ART, VAN GOGH AND MONEY

How moving Alan Yentob’s part dramatised documentary was on Van Gogh last night. A man whose spirit got so mangled in the machine, driven back into poverty, touching madness, yet who, after his suicide, achieved recognition, sales and values in their tens of millions, to hang on the walls of corporations and banks. Like Keat’s journey too, after he had been hammered by critics for Endymion. Van Gogh foresaw the irony of it himself, as we all see how much money and not the spirit is the real driver in the contemporary world, most especially perhaps in the art world. Perhaps it was ever thus. The artist’s grail is to keep telling ‘the truth’, their truth and meaning, in the face of it all, in the hope not only that their art can become visionary, but that those who think they are alone hear that they are not so alone after all. Van Gogh’s most vital relationship was with his brother Theo, who died just six months later, from syphilis, and was buried next to him. Truly heartbreaking, and yet that struggle for light, for love, even for some immortal truth is what survives, to re-inspire again and again. It was WH Auden who wrote that “all that survives of us is love.” Perhaps we should listen to artist’s voices far more closely and respect them far more too.
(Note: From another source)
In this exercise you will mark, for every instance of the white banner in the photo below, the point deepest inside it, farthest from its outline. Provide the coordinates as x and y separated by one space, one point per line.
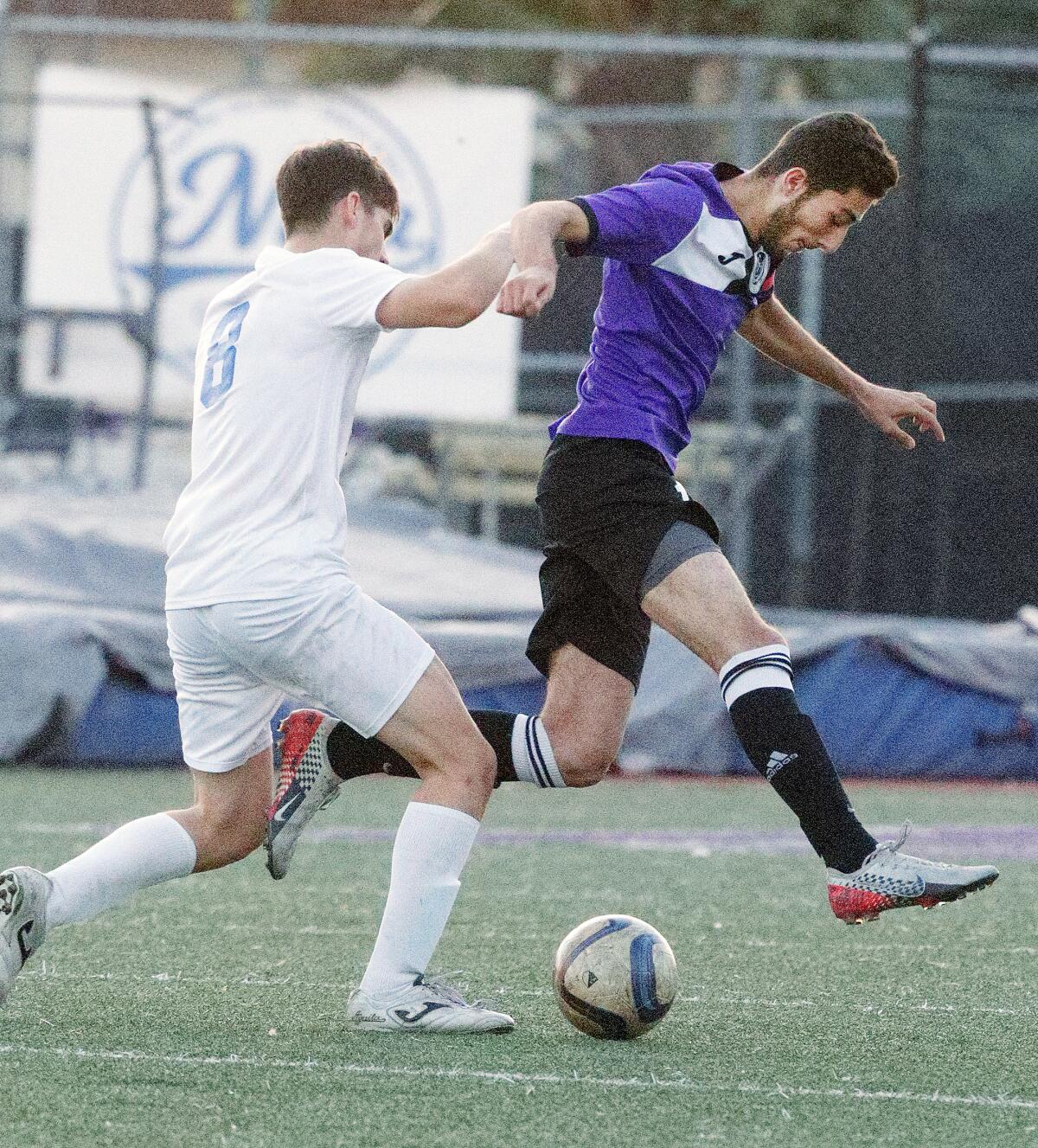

Shelley wrote perhaps the most triumphant tribute to any artist’s really burning spirit in Adonais, in his tribute to Keats, and it might serve for Van Gogh too:

“He has outsoared the shadow of out night,
Envy, and calumny, and hate and pain
And that unrest which men miscall delight
Can touch him not, and torture not again.
From the contagion of the worlds slow stain
He is secure, and never more can mourn
A heart grown cold, a head grown grey in vain.
And when the Spirit’s Self has ceased to burn
With sparkless ashes load an unlamented urn.”